Complex effects of winter warming on the physicochemical characteristics of a deep lake
Limnol. Oceanogr., 48(4), 2003, 1432-1438 | DOI: 10.4319/lo.2003.48.4.1432
ABSTRACT: Recent winter warming over Central Europe associated with a positive phase of the North Atlantic Oscillation (NAO) strongly influenced the thermal and water column stability properties of deep Lake Constance (zmean = 101 m). Volumetrically weighted average water temperatures have increased since the 1960s by an average of 0.017°C yr-1, and its interannual variability was strongly related to the variability in winter air temperature and the NAO winter index (NAOW).
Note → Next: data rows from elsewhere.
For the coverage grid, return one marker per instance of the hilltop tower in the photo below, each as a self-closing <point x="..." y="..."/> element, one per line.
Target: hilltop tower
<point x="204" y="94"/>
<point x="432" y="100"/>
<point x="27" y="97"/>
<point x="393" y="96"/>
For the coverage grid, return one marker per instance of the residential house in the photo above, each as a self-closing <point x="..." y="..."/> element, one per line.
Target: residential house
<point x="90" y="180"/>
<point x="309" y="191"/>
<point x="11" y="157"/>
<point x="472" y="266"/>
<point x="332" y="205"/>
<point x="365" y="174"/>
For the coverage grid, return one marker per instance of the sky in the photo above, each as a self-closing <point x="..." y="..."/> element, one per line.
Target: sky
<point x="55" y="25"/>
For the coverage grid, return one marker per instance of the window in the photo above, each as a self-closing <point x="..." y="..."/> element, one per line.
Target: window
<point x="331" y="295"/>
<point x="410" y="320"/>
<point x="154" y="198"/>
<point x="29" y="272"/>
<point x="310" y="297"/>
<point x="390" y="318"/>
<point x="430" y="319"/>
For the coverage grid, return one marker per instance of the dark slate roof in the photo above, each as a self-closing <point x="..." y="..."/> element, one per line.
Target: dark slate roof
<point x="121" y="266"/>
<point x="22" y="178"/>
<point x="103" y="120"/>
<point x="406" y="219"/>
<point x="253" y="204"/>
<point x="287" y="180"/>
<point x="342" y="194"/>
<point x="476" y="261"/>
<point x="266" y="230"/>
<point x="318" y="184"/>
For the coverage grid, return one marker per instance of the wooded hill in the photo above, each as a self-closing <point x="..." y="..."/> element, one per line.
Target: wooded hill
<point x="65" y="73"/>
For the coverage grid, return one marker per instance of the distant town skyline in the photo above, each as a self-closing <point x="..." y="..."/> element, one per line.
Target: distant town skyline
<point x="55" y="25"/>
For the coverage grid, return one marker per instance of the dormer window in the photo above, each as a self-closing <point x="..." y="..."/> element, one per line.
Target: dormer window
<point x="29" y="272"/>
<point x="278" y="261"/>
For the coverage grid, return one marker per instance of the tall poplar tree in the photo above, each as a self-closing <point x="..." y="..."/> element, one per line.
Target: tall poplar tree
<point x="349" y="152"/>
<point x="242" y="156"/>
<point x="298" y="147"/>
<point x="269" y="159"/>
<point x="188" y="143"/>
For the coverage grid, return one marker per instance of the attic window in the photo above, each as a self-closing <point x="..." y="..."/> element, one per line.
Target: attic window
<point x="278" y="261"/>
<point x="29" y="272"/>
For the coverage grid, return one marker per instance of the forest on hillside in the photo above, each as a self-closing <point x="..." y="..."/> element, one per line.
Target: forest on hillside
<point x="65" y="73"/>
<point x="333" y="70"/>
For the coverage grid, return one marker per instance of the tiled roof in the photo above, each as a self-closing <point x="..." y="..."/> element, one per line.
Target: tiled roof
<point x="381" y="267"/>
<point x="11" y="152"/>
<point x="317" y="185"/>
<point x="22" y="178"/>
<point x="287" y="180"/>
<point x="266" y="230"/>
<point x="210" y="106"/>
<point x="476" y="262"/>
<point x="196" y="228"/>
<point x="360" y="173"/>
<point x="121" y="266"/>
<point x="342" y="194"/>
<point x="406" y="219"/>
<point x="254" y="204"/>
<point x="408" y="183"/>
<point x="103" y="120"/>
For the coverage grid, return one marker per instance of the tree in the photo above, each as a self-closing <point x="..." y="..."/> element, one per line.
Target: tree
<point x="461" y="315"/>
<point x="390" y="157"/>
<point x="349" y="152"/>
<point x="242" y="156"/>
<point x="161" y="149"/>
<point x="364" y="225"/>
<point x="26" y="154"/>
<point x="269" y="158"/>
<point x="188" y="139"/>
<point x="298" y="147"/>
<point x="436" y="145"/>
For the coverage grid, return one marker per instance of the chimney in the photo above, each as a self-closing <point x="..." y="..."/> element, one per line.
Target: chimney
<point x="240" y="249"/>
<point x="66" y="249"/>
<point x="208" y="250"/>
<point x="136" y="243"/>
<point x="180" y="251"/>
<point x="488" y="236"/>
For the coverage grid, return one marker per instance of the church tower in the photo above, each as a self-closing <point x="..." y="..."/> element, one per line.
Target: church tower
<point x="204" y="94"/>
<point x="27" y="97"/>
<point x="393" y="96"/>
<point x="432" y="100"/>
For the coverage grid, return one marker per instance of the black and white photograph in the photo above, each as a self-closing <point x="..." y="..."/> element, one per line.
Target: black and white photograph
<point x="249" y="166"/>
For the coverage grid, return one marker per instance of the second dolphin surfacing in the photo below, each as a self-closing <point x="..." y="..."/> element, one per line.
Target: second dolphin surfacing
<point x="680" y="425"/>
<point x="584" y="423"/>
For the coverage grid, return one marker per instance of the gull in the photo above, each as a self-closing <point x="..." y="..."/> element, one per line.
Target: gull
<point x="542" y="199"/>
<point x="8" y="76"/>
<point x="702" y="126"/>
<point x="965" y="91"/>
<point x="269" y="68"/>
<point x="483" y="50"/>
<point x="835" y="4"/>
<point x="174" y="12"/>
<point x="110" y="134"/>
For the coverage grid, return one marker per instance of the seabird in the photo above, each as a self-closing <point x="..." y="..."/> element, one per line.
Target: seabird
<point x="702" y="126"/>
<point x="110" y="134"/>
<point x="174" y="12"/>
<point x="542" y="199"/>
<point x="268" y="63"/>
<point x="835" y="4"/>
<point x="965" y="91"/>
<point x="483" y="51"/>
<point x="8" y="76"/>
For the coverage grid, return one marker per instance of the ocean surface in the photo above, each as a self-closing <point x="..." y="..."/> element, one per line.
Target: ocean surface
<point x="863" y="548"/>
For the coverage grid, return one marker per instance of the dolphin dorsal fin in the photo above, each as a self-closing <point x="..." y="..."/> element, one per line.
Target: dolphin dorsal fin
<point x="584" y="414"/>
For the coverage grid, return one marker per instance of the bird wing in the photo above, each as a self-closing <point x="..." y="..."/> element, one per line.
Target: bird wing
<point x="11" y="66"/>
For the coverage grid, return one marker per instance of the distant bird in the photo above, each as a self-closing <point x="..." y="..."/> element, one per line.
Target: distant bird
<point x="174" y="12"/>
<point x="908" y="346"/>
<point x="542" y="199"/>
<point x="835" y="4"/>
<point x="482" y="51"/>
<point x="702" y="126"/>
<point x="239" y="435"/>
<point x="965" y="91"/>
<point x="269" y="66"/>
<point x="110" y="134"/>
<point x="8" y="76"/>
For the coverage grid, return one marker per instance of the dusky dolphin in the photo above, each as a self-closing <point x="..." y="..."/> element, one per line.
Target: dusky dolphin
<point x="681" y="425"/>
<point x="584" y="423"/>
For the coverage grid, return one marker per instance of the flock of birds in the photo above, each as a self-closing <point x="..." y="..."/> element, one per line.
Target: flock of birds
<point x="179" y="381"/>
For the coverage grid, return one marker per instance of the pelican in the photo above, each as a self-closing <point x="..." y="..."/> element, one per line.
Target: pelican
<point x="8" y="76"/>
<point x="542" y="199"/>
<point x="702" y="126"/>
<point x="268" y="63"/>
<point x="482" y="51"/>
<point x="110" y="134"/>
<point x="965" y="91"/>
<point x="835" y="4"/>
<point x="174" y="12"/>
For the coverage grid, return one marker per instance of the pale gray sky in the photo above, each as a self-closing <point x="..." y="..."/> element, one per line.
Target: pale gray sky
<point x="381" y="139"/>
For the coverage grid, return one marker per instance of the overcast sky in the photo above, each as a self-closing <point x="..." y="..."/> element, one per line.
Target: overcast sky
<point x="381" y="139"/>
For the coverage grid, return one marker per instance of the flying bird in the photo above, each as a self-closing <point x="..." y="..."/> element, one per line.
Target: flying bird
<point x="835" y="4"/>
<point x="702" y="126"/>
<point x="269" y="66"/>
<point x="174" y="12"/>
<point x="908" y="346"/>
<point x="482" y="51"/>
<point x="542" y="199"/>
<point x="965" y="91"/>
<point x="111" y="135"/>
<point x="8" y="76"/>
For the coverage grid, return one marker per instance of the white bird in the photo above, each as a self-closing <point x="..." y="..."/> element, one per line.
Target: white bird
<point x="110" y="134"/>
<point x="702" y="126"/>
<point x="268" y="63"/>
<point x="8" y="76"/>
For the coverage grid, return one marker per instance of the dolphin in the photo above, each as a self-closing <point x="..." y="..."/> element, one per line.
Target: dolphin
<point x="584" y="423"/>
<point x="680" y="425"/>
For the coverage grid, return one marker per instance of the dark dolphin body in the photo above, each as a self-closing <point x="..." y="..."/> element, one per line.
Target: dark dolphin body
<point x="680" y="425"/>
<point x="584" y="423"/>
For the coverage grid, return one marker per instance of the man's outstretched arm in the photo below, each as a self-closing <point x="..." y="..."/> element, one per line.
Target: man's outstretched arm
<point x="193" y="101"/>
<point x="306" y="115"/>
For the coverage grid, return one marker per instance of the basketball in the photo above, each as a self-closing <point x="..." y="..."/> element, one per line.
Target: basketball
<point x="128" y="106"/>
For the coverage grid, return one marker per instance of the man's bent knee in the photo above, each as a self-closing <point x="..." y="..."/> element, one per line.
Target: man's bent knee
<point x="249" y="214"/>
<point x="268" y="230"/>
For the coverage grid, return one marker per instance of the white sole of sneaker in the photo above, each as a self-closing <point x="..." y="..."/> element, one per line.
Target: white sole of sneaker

The influence of NAOW on water temperature was more persistent than its influence on air temperature. The seasonal persistence of the NAOW signal increased with water depth. Deep-water temperatures were related to the NAOW from one spring mixing period to the next. This caused a time lag of 1 yr in the response of deep-water winter temperatures to the NAOW. Reduced winter cooling during high-NAOW years resulted in the persistence of small temperature gradients that possibly resisted complete mixing. This, in turn, resulted in less upward mixing of nutrients (total phosphorus and total silica), which accumulated in the hypolimnion during the previous stratification period. A second effect of incomplete mixing was the lack of the replenishment of deepwater oxygen during high-NAOW years. Hence, besides its strong impact on the thermal regime, climate variability influenced both the causes (nutrient supply for phytoplankton growth) and symptoms (the degree of hypolimnetic oxygen deficiency) of trophic changes in Lake Constance.